In true LORI style I texted back "Im sorry if I made you mad but that is one area I WILL NOT BACK DOWN IN!!!" I too have had a couple of really tough years, but I have tried to learn the lessons that go along with those trials. Sure I have found myself getting down, but not for long. I really thought that she was going to march right into my office today and let me have it, so I was prepared for that too. I decided that had she indeed come to my office that I was going to sit her down and give her an ATTITUDE ADJUSTMENT! We could compare our tough situations, only to find out that they are probably very similar. I would explain to her that the difference between her bad years and her feelings of hopelesness, and my bad years and still being able to carry a smile is all about attitude. I believe in times of trial we have two choices. We can either have the "I have been passed by attitude", or the "Alright Lord, what lesson am I supposed to be learning from this attitude"?
(Of course I talk BIG, but keep in mind had she really come to my office I probably would have ran an hid!) LOL :)
My last text of the day to her was to let her know that I LOVE HER and that my hand will always reach into that water of despair and lift her up, I would never let her drown. I guess in a sense I shared a little bit of the Gospel with her. Have you ever had a moment when you felt the person on the other end of the text was crying? That is exactly what I was feeling at that moment, whether that is actually what was happening, I will never know) but I do know that several long minutes later I received a final text from her saying "THANK YOU!"

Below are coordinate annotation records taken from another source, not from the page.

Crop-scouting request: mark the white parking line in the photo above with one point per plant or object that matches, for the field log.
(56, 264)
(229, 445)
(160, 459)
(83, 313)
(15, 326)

Saturday, February 14, 2009

To My Best Friend

This post is to my very best friend, Kevin on Valentines Day!
Your best friend is the one that you think of before you think of anyone else.
The one you long to be with every minute of the day.
The one you can argue with and they still love you anyway.
Your best friend is the one who knows all about you and loves you anyway.
A best friend is the one you could sit with, never saying a word, and walk away feeling like that was the best conversation you've ever had.
Kevin, you are TRULY my very best friend.
Thank you for accepting me as I am.
HAPPY VALENTINES DAY!!!!!
A love that has not friendship for its base, is like a mansion built upon the sand.

Wednesday, February 11, 2009

That "OH NO' feeling in my stomache

I had a really good talk with a great friend today about the fact that I don't like to prepare talks. I would rather a talk come from my heart. I kind of feel the same way with my blog. When I set it up, it was with the intent of using it as an online Journal. Many a nights I will sit and just wait for some type of inspiration to come for a topic to post. Well here is tonights inspirational thoughts; have you ever been "Blog Stalking" and commented on someones site only to go back and read it and find that you have misspelled a word? Once your comment goes "live" you read it and feel that "OH NO" feeling through your stomache?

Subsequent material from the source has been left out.